As we stand in the final quarter of 2025, the global artificial intelligence (AI) industry has transcended the realm of speculative technology and become a core driver reshaping global economic patterns. From record-breaking investment scales to the increasingly fierce geopolitical competition around technology dominance, and from the accelerated landing of practical applications to the urgent call for global governance, the AI sector presents a complex landscape of opportunities and challenges. This analysis, from an objective third-party international perspective, aims to dissect the current state of the global AI industry and provide insights into its investment prospects.

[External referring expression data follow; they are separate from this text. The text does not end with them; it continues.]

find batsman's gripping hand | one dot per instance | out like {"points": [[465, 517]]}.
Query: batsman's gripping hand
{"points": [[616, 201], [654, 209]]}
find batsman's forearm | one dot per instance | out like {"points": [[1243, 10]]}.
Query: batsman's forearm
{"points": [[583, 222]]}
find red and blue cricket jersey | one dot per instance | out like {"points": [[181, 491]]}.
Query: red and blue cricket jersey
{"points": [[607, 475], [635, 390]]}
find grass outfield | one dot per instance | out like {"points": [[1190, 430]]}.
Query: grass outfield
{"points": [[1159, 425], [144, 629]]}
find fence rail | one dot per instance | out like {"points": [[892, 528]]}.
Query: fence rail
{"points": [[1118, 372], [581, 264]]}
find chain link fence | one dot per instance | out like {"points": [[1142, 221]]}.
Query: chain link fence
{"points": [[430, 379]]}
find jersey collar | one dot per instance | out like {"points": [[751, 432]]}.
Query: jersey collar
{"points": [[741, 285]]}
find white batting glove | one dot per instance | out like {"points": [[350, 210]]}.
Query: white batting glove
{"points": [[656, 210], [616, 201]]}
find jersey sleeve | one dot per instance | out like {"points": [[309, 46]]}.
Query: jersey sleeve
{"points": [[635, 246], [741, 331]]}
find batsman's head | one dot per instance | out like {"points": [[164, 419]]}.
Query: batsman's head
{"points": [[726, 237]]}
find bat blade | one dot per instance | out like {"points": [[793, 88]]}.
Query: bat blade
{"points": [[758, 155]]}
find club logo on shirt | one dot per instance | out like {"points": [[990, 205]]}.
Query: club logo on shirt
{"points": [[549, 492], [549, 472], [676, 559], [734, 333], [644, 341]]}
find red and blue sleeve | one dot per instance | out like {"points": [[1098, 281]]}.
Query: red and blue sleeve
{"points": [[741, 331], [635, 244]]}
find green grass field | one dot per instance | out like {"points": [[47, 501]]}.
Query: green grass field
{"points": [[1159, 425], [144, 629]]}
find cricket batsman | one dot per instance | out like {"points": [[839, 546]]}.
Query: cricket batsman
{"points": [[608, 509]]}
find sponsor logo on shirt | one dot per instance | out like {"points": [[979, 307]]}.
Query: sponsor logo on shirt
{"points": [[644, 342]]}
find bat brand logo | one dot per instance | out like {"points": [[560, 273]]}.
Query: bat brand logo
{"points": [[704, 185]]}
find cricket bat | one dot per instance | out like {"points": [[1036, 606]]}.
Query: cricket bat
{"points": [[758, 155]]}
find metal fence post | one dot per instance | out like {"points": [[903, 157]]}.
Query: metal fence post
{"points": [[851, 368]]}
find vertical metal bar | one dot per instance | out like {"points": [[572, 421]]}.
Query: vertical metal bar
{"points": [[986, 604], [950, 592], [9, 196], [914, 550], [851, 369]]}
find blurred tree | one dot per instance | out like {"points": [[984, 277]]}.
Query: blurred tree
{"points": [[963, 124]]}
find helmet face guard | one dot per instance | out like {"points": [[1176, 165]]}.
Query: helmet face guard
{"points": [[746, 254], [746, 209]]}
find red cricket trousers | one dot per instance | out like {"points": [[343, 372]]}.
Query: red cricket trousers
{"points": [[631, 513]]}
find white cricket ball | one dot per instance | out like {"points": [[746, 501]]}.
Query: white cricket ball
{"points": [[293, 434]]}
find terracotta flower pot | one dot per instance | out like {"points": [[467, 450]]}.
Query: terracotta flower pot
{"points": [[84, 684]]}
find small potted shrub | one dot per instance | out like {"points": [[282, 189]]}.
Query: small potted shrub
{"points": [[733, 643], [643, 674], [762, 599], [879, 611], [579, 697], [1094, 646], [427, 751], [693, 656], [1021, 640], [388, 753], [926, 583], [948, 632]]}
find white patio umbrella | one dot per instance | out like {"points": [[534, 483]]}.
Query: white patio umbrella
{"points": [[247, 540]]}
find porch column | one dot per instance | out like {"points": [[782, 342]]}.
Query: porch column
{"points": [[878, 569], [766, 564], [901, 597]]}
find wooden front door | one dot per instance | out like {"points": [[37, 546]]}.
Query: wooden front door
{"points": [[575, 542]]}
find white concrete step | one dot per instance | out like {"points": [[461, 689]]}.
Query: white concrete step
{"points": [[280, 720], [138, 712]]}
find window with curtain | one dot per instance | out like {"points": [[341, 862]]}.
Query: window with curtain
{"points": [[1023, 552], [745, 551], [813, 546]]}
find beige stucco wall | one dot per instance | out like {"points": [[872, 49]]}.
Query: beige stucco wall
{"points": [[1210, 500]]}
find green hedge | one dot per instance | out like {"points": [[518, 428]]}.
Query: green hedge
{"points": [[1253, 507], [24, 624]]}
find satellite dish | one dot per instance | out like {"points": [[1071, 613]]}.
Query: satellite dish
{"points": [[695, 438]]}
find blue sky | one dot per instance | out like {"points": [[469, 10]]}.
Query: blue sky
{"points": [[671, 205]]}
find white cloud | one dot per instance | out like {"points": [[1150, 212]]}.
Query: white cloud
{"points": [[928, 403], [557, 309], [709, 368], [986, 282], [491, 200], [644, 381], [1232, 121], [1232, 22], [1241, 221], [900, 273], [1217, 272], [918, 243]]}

Current State of the Global AI Industry: A Turning Point of Intensive Growth

The year 2025 marks a critical turning point for the global AI industry, following the explosive growth in 2024. Multiple core indicators reflect the industry’s robust momentum, while structural changes and regional dynamics are reshaping its development trajectory.

1. Investment Scale Hits New Highs, with Mega-Deals Dominating the Landscape

The global AI venture capital market achieved a historic breakthrough in 2024, surpassing the $100 billion mark for the first time to reach $100.4 billion, according to a report by CB Insights . This growth momentum peaked in the fourth quarter of 2024, with financing volume surging to $43.8 billion, a sequential increase of over 250%. A prominent feature of this investment boom is the dominance of large-scale transactions: ultra-large financing (single transactions exceeding $100 million) accounted for 80% of the total financing in Q4 2024 and 69% for the full year. Among the 13 financing deals exceeding $1 billion globally in 2024, four of the top five went to large model developers and infrastructure providers such as OpenAI, xAI, and Anthropic . This trend underscores the rigid demand for high-cost inputs such as computing power, talent, and energy in the AI industry, as well as investors’ strong confidence in leading enterprises.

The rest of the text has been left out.